Bu nedenle, pazar paylarından yola çıkılarak mevcut koşullarda HİCRİ ERCİLİ pazar
gücüne sahip olsa da, pazarın dinamikliği nedeniyle hâkim durum tespitine kolayca
ulaşılamayacağı, HİCRİ ERCİLİ’nin pazardaki parametreleri rakiplerinden bağımsız bir
şekilde belirleyemeyebileceği değerlendirilmektedir.
(72) Bununla birlikte alüminyum sülfat pazarında HİCRİ ERCİLİ’nin hâkim durumda
bulunduğu varsayımında, 4054 sayılı Kanun’un 6. maddesi anlamında kötüye kullanma
niteliğinde bir eyleminin olup olmadığı incelenmiştir. Yapılan yerinde incelemelerde ve
dosya kapsamında elde edilen bulgularda HİCRİ ERCİLİ’nin alüminyum sülfat
pazarındaki hâkim durumunu kötüye kullanarak rakiplerini pazardan dışladığına dair
herhangi bir bulguya rastlanmamıştır.
(73) HİRCİ ERCİLİ’ye yönelik iddialar aslen sülfürik asit ürününe yönelik olsa da, HİCRİ
ERCİLİ’nin alüminyum sülfat ürününde sahip olduğu yüksek pazar payı nedeniyle
alüminyum sülfat ve sülfürik asit ürünleri bakımından meydana gelen dikey bütünleşik
yapıya ilişkin ayrıca bir değerlendirme yapılmasına ihtiyaç duyulmaktadır. Alüminyum
sülfat ürününün temel girdileri sülfürik asit ve alüminyum hidroksittir. Yukarıda detaylı
olarak açıklandığı üzere HİCRİ ERCİLİ bu temel girdilerden sülfürik asit tedariki
pazarında yüksek bir tedarik gücüne sahiptir. HİCRİ ERCİLİ’nin alüminyum sülfat ve
sülfürik asit ürünleri bağlamında dikey bütünleşik bir yapıya sahip olduğu dikkate
alındığında, bu durumun herhangi bir rekabetçi endişeye sebep olup olmadığı da
irdelenmiştir.
19-39/608-261
16/16

(74) HİCRİ ERCİLİ’nin alüminyum sülfat pazarındaki rakipleri olan SULFERT KİMYA, AKKİM
ve MAY ASİT’in HİCRİ ERCİLİ dışında alternatif kaynaklardan sülfürik asit tedarik edip
etmediği incelenmiştir.
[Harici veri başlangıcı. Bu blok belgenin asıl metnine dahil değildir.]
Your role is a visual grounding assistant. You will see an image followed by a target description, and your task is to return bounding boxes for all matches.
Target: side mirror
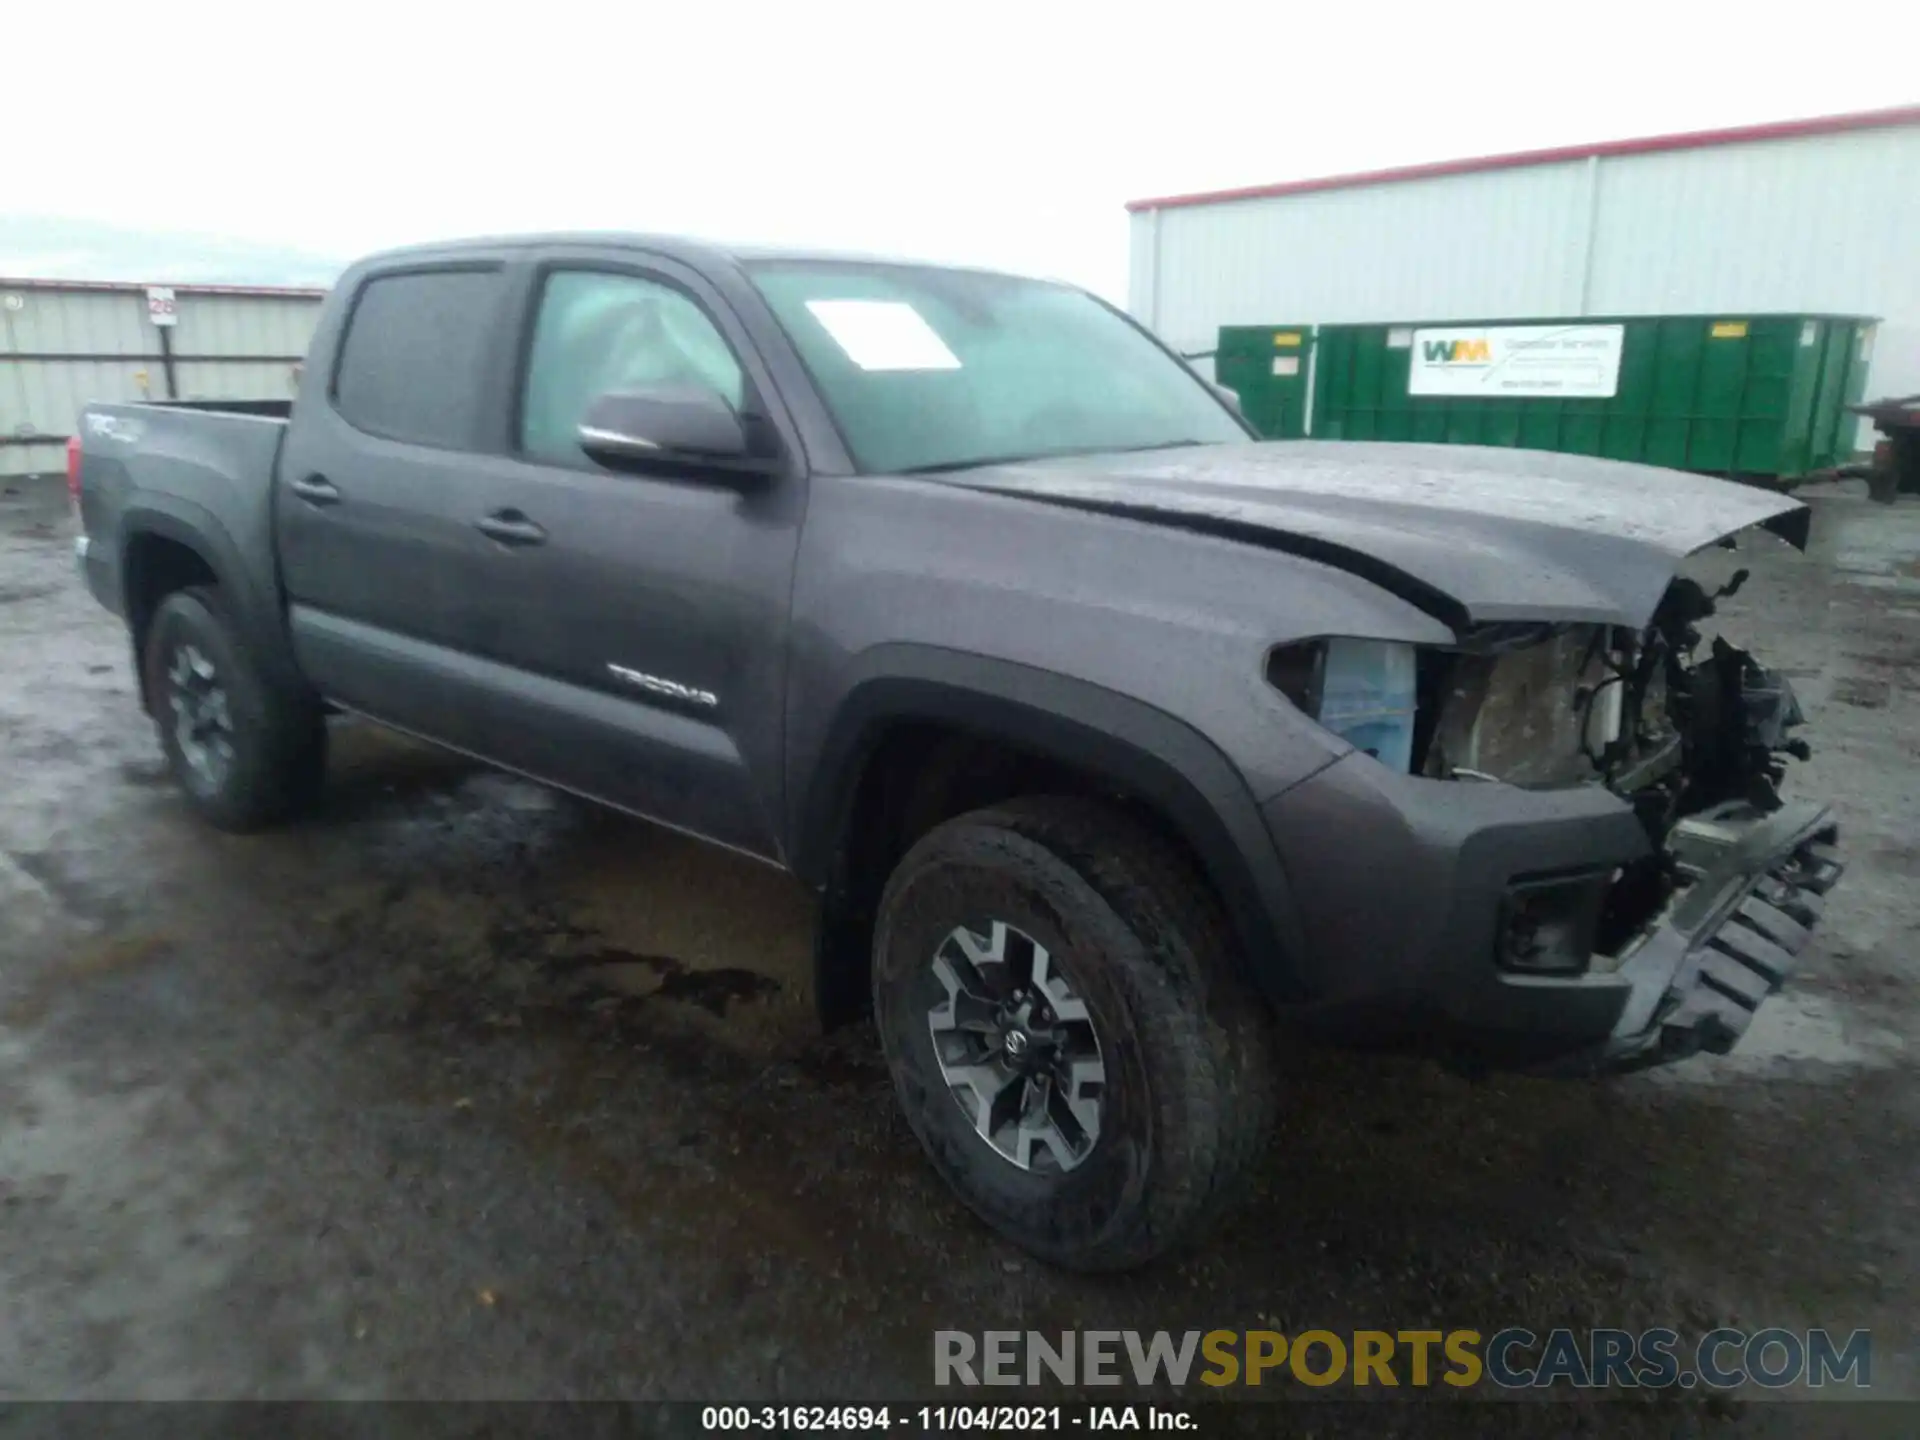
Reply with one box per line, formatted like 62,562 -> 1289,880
1209,380 -> 1245,419
577,386 -> 777,483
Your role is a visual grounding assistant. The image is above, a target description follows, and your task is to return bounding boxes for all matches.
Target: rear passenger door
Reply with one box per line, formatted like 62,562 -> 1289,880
276,259 -> 517,754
Teşebbüslerden gelen bilgiler uyarınca, MAY ASİT hâlihazırda
sülfürik asit tedarikçisi olup iç tüketiminde kullandığı sülfürik asidin büyük bir
çoğunluğunu KCM firmasından ithal etmektedir. SULFERT KİMYA Ottomet Kimya
A.Ş.’den ve AKKİM ise yıllar içerisinde değişiklik göstermekle birlikte sülfürik asit
ihtiyacını HİCRİ ERCİLİ, MAY ASİT, LİKİT KİMYA gibi ithalatçı firmalardan
gidermektedir. Bunun yanı sıra sülfürik asit ürününe ilişkin AB ülkelerine herhangi bir
gümrük vergisi uygulanmadığından, gerekli araçlara sahip olan alüminyum sülfat
üreticilerinin HİCRİ ERCİLİ gibi ithal ürün getirebileceği, ayrıca Türkiye’deki büyük
üreticiler olan BAGFAŞ ve ETİ BAKIR gibi üreticilerden sülfürik asit temin edebileceği
anlaşılmaktadır.
(75) Bu çerçevede diğer ürünlerde olduğu gibi alüminyum sülfat ürünü bakımından da; HİCRİ
ERCİLİ’nin hâkim durumda olduğu varsayılsa dahi, 4054 sayılı Kanun’un 6. maddesi
kapsamında rakiplerinin faaliyetlerini zorlaştırdığına yönelik herhangi bir bulguya
rastlanmadığından, 4054 sayılı Kanun’un 6. maddesi kapsamında bir ihlalden
bahsedilemeyeceği kanaatine varılmıştır.
J. SONUÇ
(76) Düzenlenen rapora ve incelenen dosya kapsamına göre, 4054 sayılı Kanun’un 41.
maddesi uyarınca şikayetin reddi ile soruşturma açılmamasına, gerekçeli kararın
tebliğinden itibaren 60 gün içinde Ankara İdare Mahkemelerinde yargı yolu açık olmak
üzere, OYBİRLİĞİ ile karar verilmiştir.